In this work, we look at the most simple example in this regime, where the concept class consists of (proper-parameterized) two-layer ReLU neural networks and the input follows from standard Gaussian distribution. In this case, to learn functions from this concept class, we prove (1). Any kernel methods (including those NTKs given by any neural networks of any structure) can not achieve small generalization error unless super polynomially many training examples are used. (2). (Poly-size) Over-parameterized two-layer ReLU neural networks can learn the target efficiently (using poly-sample and in poly-time), simply using (stochastic) gradient descent starting from random initialization.

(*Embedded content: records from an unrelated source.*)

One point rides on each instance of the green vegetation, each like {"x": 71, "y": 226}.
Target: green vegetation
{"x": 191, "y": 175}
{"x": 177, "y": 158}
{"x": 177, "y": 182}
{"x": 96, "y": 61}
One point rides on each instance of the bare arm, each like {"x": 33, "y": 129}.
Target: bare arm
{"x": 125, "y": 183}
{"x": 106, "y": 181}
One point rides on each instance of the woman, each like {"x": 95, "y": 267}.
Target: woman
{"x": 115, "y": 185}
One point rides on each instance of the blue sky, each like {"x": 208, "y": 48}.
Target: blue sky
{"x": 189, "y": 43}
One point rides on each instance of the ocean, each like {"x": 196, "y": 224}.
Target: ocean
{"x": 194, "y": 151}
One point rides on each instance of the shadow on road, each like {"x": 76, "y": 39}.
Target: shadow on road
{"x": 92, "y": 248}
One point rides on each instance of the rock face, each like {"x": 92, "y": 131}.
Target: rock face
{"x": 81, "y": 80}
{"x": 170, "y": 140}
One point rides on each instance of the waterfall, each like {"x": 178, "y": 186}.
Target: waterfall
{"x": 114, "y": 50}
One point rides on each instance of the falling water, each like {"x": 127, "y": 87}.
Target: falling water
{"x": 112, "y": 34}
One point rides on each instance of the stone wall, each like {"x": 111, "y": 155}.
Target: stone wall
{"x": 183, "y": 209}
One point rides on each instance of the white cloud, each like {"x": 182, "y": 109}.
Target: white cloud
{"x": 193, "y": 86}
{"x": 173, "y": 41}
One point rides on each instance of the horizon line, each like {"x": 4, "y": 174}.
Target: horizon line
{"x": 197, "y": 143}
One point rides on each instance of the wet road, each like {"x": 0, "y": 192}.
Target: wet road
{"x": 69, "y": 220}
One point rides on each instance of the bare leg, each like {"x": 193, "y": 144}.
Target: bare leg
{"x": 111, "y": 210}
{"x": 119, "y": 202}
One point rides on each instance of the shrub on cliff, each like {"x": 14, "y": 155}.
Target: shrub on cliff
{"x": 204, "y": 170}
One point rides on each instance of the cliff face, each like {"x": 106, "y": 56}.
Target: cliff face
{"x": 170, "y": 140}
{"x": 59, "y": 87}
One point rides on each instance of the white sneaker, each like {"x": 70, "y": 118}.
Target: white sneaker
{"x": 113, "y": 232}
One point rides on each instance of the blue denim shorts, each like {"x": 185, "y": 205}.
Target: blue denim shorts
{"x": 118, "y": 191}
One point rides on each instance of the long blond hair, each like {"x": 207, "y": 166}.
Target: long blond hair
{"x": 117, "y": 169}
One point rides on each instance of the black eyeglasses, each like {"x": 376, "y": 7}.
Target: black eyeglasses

Our work relies on a brand new framework for analyzing over-parameterization in deep learning: We first show that in the ideal case where there are infinitely many neurons and infinitely many training examples, the training objective reduces to a mixture of PCA + tensor decomposition objectives. Although being highly non-convex, we show that starting from random initialization, gradient descent can still optimize this objective efficiently. We then introduce an efficient coupling between the idealized process and the poly-sample, poly-neuron case, showing the convergence of the latter.

Paper: https://arxiv.org/abs/2007.04596

Bio: 

Yuanzhi Li is an assistant professor at CMU, Machine Learning Department (2019-present). He did his Ph.D. at Princeton, under the advice of Sanjeev Arora (2014-2018) followed by a one-year postdoc at Stanford.